Amazon Bedrock Security and Privacy

With Amazon Bedrock, you have full control over the data you use to customize the foundation models for your generative AI applications. Your data is encrypted in transit and at rest. Additionally, you can create, manage, and control encryption keys using the AWS Key Management Service (AWS KMS). Identity-based policies provide further control over your data, helping you manage what actions users and roles can perform, on which resources, and under what conditions.

Amazon Bedrock helps ensure that your data stays under your control. When you tune a foundation model, we base it on a private copy of that model. This means your data is not shared with model providers, and is not used to improve the base models. You can use AWS PrivateLink to establish private connectivity from your Amazon Virtual Private Cloud (VPC) to Amazon Bedrock, without having to expose your VPC to internet traffic. Finally, Bedrock is in scope for common compliance standards including ISO, SOC, CSA STAR Level 2, is HIPAA eligible, and customers can use Bedrock in compliance with the GDPR. Amazon Bedrock is a FedRAMP High authorized service in the AWS GovCloud (US-West) Region.

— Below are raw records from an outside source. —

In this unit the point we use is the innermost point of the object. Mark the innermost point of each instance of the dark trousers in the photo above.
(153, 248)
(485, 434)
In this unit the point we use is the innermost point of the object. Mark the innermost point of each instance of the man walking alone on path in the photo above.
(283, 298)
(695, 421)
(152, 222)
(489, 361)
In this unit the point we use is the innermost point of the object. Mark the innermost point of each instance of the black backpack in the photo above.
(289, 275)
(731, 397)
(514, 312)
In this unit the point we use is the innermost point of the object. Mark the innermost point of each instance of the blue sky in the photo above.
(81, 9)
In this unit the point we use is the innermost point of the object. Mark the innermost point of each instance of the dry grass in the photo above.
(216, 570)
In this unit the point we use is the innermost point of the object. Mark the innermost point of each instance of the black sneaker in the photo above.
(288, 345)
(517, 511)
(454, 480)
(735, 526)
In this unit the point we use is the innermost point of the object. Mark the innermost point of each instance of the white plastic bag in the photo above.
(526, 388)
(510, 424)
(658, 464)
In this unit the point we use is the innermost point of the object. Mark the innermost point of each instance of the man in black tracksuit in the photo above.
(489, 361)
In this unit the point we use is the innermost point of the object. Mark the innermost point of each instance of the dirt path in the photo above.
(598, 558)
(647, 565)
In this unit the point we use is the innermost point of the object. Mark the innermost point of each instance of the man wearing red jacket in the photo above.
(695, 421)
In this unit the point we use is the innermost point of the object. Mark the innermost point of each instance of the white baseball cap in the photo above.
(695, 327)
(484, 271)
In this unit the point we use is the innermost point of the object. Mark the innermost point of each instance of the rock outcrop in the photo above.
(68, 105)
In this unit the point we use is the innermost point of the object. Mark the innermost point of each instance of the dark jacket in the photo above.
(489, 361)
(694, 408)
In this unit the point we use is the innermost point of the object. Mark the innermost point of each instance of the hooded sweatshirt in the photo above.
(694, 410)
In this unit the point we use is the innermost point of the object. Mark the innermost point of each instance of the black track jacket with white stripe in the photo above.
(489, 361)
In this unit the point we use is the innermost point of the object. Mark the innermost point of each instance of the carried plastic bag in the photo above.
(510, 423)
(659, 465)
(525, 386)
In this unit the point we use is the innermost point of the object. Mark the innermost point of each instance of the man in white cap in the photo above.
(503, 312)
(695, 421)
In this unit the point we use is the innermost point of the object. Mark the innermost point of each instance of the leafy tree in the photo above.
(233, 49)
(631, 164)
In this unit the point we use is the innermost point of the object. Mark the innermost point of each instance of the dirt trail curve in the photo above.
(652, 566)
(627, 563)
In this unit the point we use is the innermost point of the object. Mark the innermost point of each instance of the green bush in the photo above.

Amazon Bedrock offers comprehensive monitoring and logging capabilities that can support your governance and audit requirements. You can use Amazon CloudWatch to track usage metrics and build customized dashboards with metrics that can be used for your audit purposes. You can also use AWS CloudTrail to monitor API activity and troubleshoot issues as you integrate other systems into your generative AI applications. You can also choose to store the metadata, requests, and responses in your Amazon Simple Storage Service (Amazon S3) bucket, as well as to Amazon CloudWatch Logs. Finally, to prevent potential misuse, Amazon Bedrock implements automated abuse detection mechanisms.